Original review here

+The way the film envelops you and takes you over, drawing you in so you can’t help but feel a part of the world.

-Some of the characters just disappear from the film. This could be the book though.

2020 In Film Day 3: The Meh

Films which had moments, but I felt nothing.

An American Pickle

This should have meant more to me. It was heartwarming, and featured Seth Rogen doing something original. So why didn’t I? I guess it’s the script. It feels like it’s never quite sure what the story is, going from possible plot to possible plot before any of them get a chance to develop. Maybe it would have been better as a miniseries I don’t know, all I know is that there was a lot of ideas in this that could, and should, have been expanded upon but instead only lasted for about 10 minutes before never being mentioned again. This meant that it felt nothing in the film mattered as it wasn’t a story but a series of sketches, so if you missed something you wouldn’t have needed catching up on anything as what you missed didn’t effect the plot at all. 

Original review here

+Seth, without a shadow of a doubt. He carries this movie.

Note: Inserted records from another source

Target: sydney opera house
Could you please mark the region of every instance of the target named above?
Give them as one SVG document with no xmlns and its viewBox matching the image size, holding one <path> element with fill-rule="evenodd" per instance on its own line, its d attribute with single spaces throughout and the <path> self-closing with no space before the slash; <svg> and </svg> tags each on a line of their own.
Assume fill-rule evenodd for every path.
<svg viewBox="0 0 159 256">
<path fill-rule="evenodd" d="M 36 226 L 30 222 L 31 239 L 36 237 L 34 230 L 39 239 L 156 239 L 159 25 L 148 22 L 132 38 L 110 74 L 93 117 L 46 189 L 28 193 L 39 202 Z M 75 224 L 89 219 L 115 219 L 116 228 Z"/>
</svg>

-The lack of identity the film has.

Best moment: When we find out what the company is named after. Very sweet.

Sonic The Hedgehog

A film that is nowhere near as terrible as I expected it be. Yup, high praise indeed. The script is an inconsistent mess, it sacrifices logical storytelling for jokes which sometimes aren’t that great. I can’t tell whether Jim Carrey ruins or makes this movie. His character seems to be from a completely different movie, at times it resembles Kate McKinnon or Will Ferrell at their best, adding an air of manic energy and humour to scenes which otherwise would have been dull, and at times it resembles, well, Kate McKinnon or Will Ferrell, being embarrassingly unfunny and just awkward to watch. 

Original review here

+Has some genuine laugh out loud moments (the line about a duck stealing a bagel made me lol)

-Seems very “first draft”

Best moment: The scenes of Sonic at superspeed resemble the Quicksilver moments from the X-Men movies, in the best possible way.

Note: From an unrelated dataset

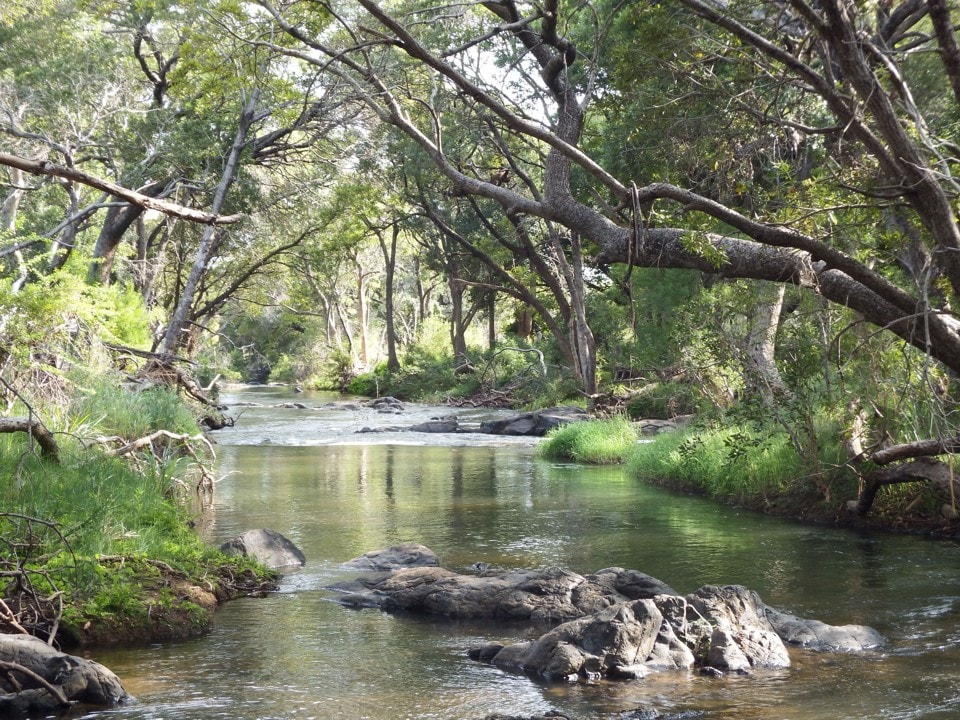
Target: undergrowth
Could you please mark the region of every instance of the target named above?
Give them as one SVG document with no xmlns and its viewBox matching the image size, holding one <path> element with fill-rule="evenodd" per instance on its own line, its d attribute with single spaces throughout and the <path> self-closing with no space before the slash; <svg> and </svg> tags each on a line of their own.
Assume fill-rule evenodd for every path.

Some people may be surprised that this film ranks so low and may think less of me for putting it here. Maybe they’re annoyed that I rate it so low. Well prepared to get even more annoyed: it’s very lucky to be in this section and not the “bad”. It JUST made it into here. Nolan is a great director, but oh do I hate his choices when it comes to sound. He seems to make a conscious choice to make his films difficult to listen to. His defence of this is that it makes the audience “lean in”, but to be honest it makes me tune out, there’s a reason Taxi Driver didn’t have all the dialogue drowned out by the sound of traffic, or why when you’re filming a scene and a plane flies overhead, you stop filming until the sound dies down.  It ended up frustrating me to the point where it soured me on the film, especially when important plot details get told in a single line of dialogue which you can easily miss. I think from now on I’m only going to see Nolan films at cinemas if they have subtitled screenings. And considering how little cinema seems to cater towards those who are hard of hearing, that might prove difficult.

Original review here

+The fight choreography was amazing to see.

-The waste of talented performers.

Best moment: Hard to pick, so let’s just say the action scenes. 

The Gentleman

The cinematic equivalent of a greatest hits album that confusingly is missing a few of their best songs. Guy Ritchie needs to adapt, and needs to do it soon otherwise he runs the risk of seeming like a relic. He needs to justify why he belongs in a modern cinematic world instead of just replaying the Lock Stock formula. Not the easiest thing to do for him as his moves away from that have been his biggest flops, so he inevitably comes back to what he does well. And he does do it well, there’s no denying that, but we’ve seen it all before. There’s nothing new, nothing that makes you sit up and take notice. Really, there’s no reason you HAVE to see this.

Original review here

+Fun at times.

-The ending is too “oh look how clever we are” for my tastes.

Best Moment: Everytime Hugh Grant is on screen.